Nella vita si dicono tante cose, una verità che si può adattare a ogni esistenza e che crea un meraviglioso ossimoro con il titolo di questo libro – Silenzi – e forse anche con il suo senso profondo.
Luca Brunoni sa quello che dice quando lo scrive, e infatti in questo libro scrive tante cose. Scrive di vite che non sanno comunicare l’una con l’altra se non tramite il codice comune della sofferenza, scrive di disagio e paura, di separazioni e stravolgimenti, di voci che si sommano e che pur parlando nella stessa lingua, riconoscono spesso solo il silenzio, appunto. Un silenzio che è caloroso, come quello della mamma della protagonista, o inquietante come l’omertà della provincia; scrive di un tempo lento, che procede a singhiozzi, sempre uguale e scandito dalla ripetitività dei lavori nelle fattorie e dal “non detto” – spesso maligno – di un paesello arrampicato sulle montagne.

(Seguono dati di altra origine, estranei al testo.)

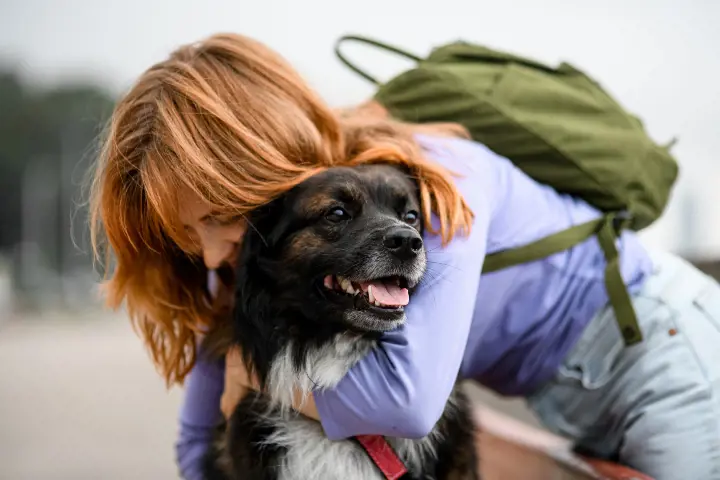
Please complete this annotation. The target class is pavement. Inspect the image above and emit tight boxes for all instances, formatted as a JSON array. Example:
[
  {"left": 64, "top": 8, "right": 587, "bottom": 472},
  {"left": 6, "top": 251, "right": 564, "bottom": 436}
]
[{"left": 0, "top": 311, "right": 535, "bottom": 480}]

Non è facile riuscire a rendere tutto questo calandosi perfettamente nelle atmosfere di una realtà di montagna anni 50, descrivendo personaggi perfettamente idonei all’atmosfera, creando un romanzo che è insieme realista, di formazione e corale. Non è facile neanche fare tutto questo con convinzione e abilità, tanto da permettere al lettore, pagina dopo pagina, di accogliere, comprendere e seguire ogni singola voce e soprattutto i loro silenzi.
Tacere non significa solo non proferire parola, ma lasciare spazio alle pause, sacrosante: in musica servono a cadenzare il ritmo, nella pagina scritta servono a tirare il fiato e procedere, così, nella vita di tutti i giorni, hanno un valore inestimabile perché concedono il lusso della riflessione, dell’apprendimento e quindi della crescita.
Il silenzio, la pausa, il vuoto: è quello che non c’è, come l’esistenza di cui si parla, quella della tredicenne Ida, una ragazza “invisibile”, sferzata dall’abbandono e dal sopruso. Eppure, anche nella delineazione di questo personaggio, subentra il silenzio, quando Ida dice a se stessa: “Non oggi, mi dico. Non adesso. […] Piangerai stasera nel letto se proprio devi”. Un silenzio che in questo caso è censura di sé per evitare di cadere nel baratro. Una chiave di lettura molto personale, questa, ma forse l’autore vuole suggerirci l’importanza della sospensione rispetto al pragmatismo asettico, del “fare piano” – in tutti i sensi – per poter comprendere ciò che si vive; e quando ciò che si vive è anche sofferenza, non è detto che sfuggirle sia la soluzione: ci sta di fronte, la vediamo, la incontriamo, la evitiamo per una sera, poi però viviamo con lei e la superiamo. In silenzio.